Caddie Shannon Wallis looked at Matt Jones after 13 holes of last week’s BMW Championship and just knew it was time to advocate having a crack or die trying.
Jones was five over and holding up the field in the 70-man playoff event and his chances of a berth in the Tour Championship this week, and 2016’s opening three majors, was going up in smoke.
Caddies need to be part math genius, part mind reader, part psychologist and part mate during a round of golf – and Wallis is one of the best.
He showed why again that Thursday.
After a decent drive on the par-five 14th, Wallis gestured for the driver again and Jones, who had the same aggressive thought in the back of his mind, nodded.
“We figured it could only go one way or the other,” Wallis said.
“We might as well try to get something going, so that was my thought and I figured Matt would be thinking the same.”

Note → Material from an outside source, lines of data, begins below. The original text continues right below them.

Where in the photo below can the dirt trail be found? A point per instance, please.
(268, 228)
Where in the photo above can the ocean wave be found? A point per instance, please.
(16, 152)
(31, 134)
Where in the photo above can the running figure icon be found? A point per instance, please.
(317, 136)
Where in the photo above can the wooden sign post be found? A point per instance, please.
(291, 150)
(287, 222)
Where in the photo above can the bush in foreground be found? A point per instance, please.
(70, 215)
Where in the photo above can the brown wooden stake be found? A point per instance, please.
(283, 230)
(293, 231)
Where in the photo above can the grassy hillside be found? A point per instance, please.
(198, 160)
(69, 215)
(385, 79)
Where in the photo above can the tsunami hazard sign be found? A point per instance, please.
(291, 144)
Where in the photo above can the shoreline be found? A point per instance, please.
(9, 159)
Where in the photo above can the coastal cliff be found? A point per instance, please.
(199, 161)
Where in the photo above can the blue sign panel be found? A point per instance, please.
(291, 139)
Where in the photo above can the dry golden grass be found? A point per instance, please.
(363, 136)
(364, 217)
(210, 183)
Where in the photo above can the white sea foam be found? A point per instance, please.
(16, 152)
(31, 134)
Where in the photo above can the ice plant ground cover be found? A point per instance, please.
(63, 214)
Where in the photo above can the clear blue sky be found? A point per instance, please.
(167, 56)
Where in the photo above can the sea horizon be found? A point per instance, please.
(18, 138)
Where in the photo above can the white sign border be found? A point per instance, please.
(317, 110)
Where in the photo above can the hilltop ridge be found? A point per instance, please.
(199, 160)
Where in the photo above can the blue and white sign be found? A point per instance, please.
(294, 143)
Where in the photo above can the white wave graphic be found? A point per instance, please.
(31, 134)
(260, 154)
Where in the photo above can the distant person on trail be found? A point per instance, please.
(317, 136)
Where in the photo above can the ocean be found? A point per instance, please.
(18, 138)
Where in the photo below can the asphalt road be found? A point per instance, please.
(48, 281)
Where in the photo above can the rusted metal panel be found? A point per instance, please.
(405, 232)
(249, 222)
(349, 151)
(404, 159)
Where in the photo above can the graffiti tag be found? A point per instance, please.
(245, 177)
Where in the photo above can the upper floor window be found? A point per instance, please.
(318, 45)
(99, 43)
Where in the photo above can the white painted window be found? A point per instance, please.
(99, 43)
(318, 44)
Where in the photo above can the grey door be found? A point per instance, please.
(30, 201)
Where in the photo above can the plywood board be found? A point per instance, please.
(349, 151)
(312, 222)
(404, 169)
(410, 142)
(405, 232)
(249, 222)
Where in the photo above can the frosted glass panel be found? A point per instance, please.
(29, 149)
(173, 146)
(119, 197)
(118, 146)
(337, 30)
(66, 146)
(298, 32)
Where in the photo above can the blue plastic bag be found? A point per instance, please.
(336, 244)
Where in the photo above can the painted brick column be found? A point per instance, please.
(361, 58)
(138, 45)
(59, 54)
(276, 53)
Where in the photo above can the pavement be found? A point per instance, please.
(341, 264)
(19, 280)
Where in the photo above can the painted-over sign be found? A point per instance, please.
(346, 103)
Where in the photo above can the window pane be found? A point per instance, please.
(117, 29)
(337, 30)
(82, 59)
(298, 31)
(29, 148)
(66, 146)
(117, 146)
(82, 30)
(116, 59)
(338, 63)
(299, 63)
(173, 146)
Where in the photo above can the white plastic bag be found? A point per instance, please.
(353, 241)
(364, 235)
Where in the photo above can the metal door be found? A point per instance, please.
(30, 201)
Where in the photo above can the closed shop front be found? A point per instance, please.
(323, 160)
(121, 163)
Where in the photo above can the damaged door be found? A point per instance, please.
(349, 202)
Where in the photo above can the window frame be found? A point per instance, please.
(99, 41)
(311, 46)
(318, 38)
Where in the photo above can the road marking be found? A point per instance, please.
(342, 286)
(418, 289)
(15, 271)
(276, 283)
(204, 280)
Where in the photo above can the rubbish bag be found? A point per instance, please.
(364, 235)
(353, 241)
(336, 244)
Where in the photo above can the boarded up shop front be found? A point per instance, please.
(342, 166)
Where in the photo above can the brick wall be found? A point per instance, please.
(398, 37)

And get something going they did. Jones birdied the hole and despite an overnight rain delay came out firing again, essentially going nine under through a 23-hole span to get back to four under and a chance of making Atlanta with a decent weekend.

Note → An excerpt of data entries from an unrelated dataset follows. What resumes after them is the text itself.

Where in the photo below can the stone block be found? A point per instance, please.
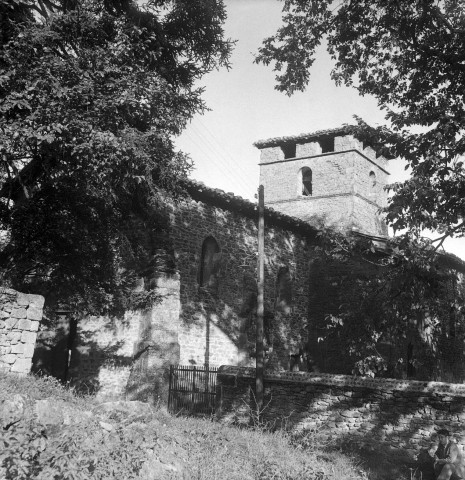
(11, 322)
(34, 313)
(28, 337)
(22, 300)
(22, 365)
(17, 348)
(36, 300)
(28, 351)
(8, 358)
(12, 410)
(18, 312)
(7, 307)
(13, 337)
(24, 324)
(34, 326)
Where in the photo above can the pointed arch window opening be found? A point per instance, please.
(284, 291)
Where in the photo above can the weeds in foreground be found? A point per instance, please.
(158, 446)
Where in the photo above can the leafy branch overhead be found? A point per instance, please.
(92, 93)
(410, 55)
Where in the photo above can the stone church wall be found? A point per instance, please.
(218, 327)
(392, 414)
(20, 316)
(129, 357)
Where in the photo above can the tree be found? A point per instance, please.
(92, 93)
(398, 311)
(410, 55)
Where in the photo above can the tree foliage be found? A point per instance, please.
(399, 311)
(410, 55)
(91, 94)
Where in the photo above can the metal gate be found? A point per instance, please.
(192, 390)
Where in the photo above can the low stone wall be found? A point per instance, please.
(20, 316)
(396, 414)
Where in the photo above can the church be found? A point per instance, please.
(206, 277)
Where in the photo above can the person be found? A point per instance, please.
(448, 461)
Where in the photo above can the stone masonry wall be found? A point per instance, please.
(20, 316)
(395, 414)
(129, 357)
(347, 185)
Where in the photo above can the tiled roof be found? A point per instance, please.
(229, 201)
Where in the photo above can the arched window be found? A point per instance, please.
(283, 290)
(209, 264)
(306, 182)
(372, 179)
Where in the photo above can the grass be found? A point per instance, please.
(110, 444)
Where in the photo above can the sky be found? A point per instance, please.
(245, 107)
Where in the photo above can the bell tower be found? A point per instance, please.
(326, 178)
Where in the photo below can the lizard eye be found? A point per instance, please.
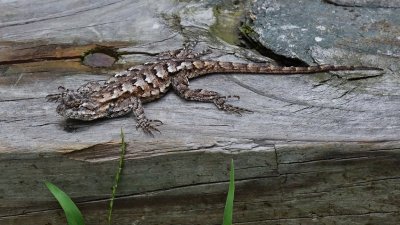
(89, 106)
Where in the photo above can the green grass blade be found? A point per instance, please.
(71, 211)
(228, 211)
(117, 176)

As it turned out, the pair came agonisingly short – just 59 points throughout the long season – in 33rd place.
Jones might be hitting the shots, but he pulls no punches when he talks of Wallis’ influence.
Jones is a rapid player who can sometimes get a little agro with himself on course, but with Wallis, he has someone who can keep things light.

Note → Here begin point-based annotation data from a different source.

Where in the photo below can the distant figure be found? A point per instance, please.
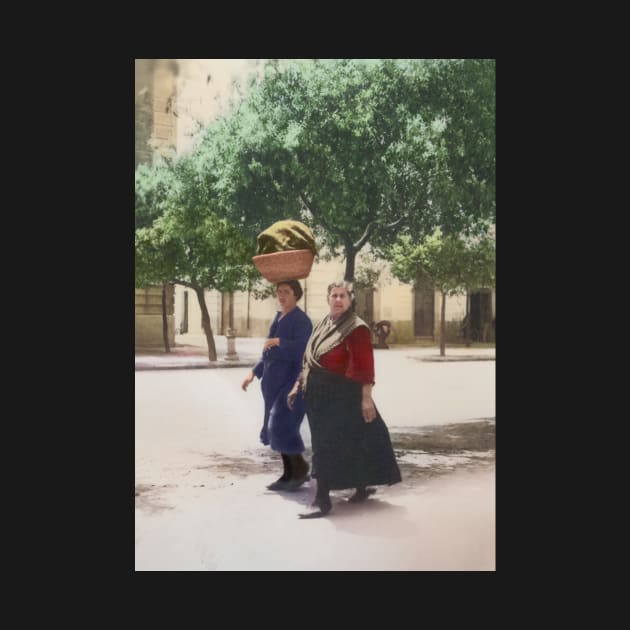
(465, 329)
(382, 330)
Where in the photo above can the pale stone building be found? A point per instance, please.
(174, 99)
(414, 314)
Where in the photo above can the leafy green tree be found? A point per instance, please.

“Since he came on the bag at Bay Hill, where I finished third, my game has only gone from strength to strength,” Jones said last weekend.
“That’s why I am here this week with a chance to go to the Tour Championship.
“He is very chill. We can relax and just talk about anything on the golf course and that is what helps me. He doesn’t give me too many thoughts in my head, He knows what to say, when to say it and we make a good team.”
Success is no stranger to Wallis. He has been a staple on the caddie scene since 2003 when he started out with school friend Marcus Fraser in Europe and then spent nine seasons with Nathan Green in the USA, helping him from the secondary tour on to the big stage and being on the bag for his 2009 Canadian Open triumph.
In 2012, he made the switch to Jarrod Lyle and the pair had immediate success, with Lyle producing a career-best result in Los Angeles only to then be struck down with leukaemia as he was on the path to bigger and better things.
A quick stint with Aussie veteran Robert Allenby followed before a door opened with American Kevin Stadler.
Before long they were lifting the 2014 Phoenix Open trophy and were creating a dynamic team until Stadler was hurt.
“I’d like to think I can get along with most guys, but it’s always great being with another Aussie and Matt is a great bloke and a great player,” Wallis said.
“It’s just about keeping it real. You can’t lie; you just need to be honest when you’re out there.
“If you give a wrong number, own up, move on and get back to helping.
“You need to understand timing, when to talk, when to joke and with Matt, if he gets heated I know I need to be the calming influence if I can.
“There is no point me being grumpy or nervous or anything like that, I just have to keep doing my job and let him do his, which of course he is very good at.
“I hope we have a long career together because he is obviously on the way to bigger and better things in golf.
“We saw he led at the PGA Championship and he’ll have more chances like that in the future.”